Preferential Sampling
Description
A preprocessing fairness technique developed by Kamiran and Calders that addresses dataset imbalances by re-sampling training data with preference for underrepresented groups to achieve discrimination-free classification. This method modifies the training distribution by prioritising borderline objects (instances near decision boundaries) from underrepresented groups for duplication whilst potentially removing instances from overrepresented groups.

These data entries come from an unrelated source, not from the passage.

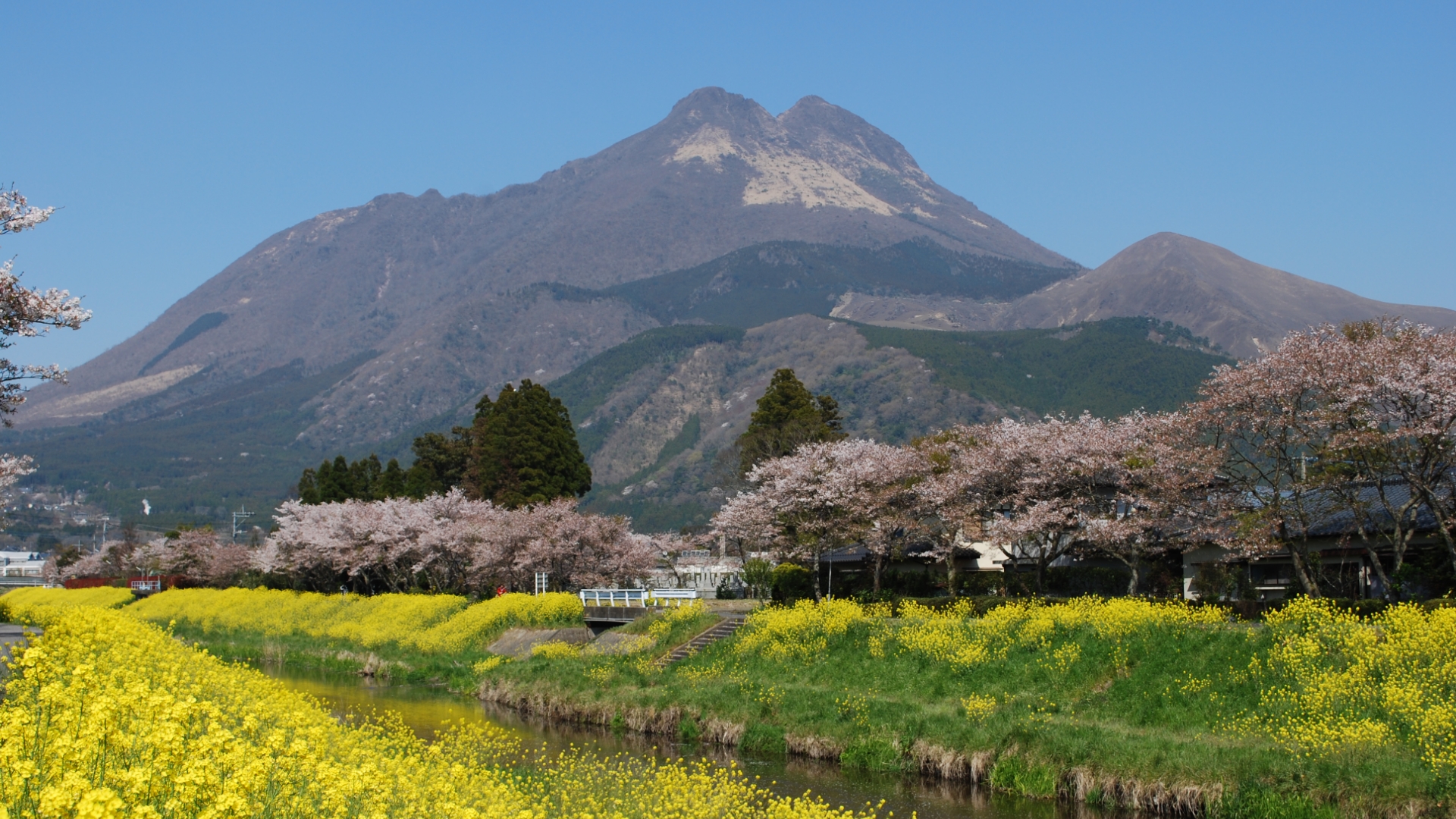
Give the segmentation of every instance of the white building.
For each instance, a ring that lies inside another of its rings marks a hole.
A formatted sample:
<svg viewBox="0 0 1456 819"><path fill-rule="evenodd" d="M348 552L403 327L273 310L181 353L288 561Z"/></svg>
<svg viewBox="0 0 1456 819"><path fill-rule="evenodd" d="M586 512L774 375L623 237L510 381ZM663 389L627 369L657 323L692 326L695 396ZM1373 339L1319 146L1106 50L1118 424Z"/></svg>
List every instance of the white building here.
<svg viewBox="0 0 1456 819"><path fill-rule="evenodd" d="M715 597L718 586L728 580L743 589L743 560L713 555L711 549L689 549L668 557L652 573L652 586L660 589L696 589L702 597Z"/></svg>
<svg viewBox="0 0 1456 819"><path fill-rule="evenodd" d="M0 589L12 586L44 586L41 568L45 555L39 552L0 552Z"/></svg>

Unlike relabelling approaches, preferential sampling maintains original class labels whilst creating a more balanced dataset that prevents models from learning biased patterns due to skewed group representation.
Example Use Cases
Fairness
Preprocessing hiring datasets by preferentially sampling candidates from underrepresented gender and ethnic groups, particularly focusing on borderline cases near decision boundaries, to ensure fair representation whilst maintaining original qualifications and labels for unbiased recruitment model training.
Reliability
Balancing medical training datasets by oversampling patients from underrepresented demographic groups to ensure reliable diagnostic performance across all populations, preventing models from exhibiting reduced accuracy for minority patient groups due to insufficient training examples.
Transparency
Creating transparent credit scoring datasets by documenting and adjusting the sampling process to ensure equal representation across demographic groups, providing clear evidence to regulators that training data imbalances have been addressed without altering original creditworthiness labels.
Limitations
- Oversampling minority groups can cause overfitting to duplicated examples, particularly when borderline instances are repeatedly sampled, potentially reducing model generalisation.
- Undersampling majority groups may remove important examples that contain valuable information, potentially degrading overall model performance.
- Does not address inherent algorithmic bias in the learning process itself, only correcting for representation imbalances in the training data.
- Selection of borderline objects requires careful threshold tuning and may be sensitive to the choice of distance metrics or similarity measures used.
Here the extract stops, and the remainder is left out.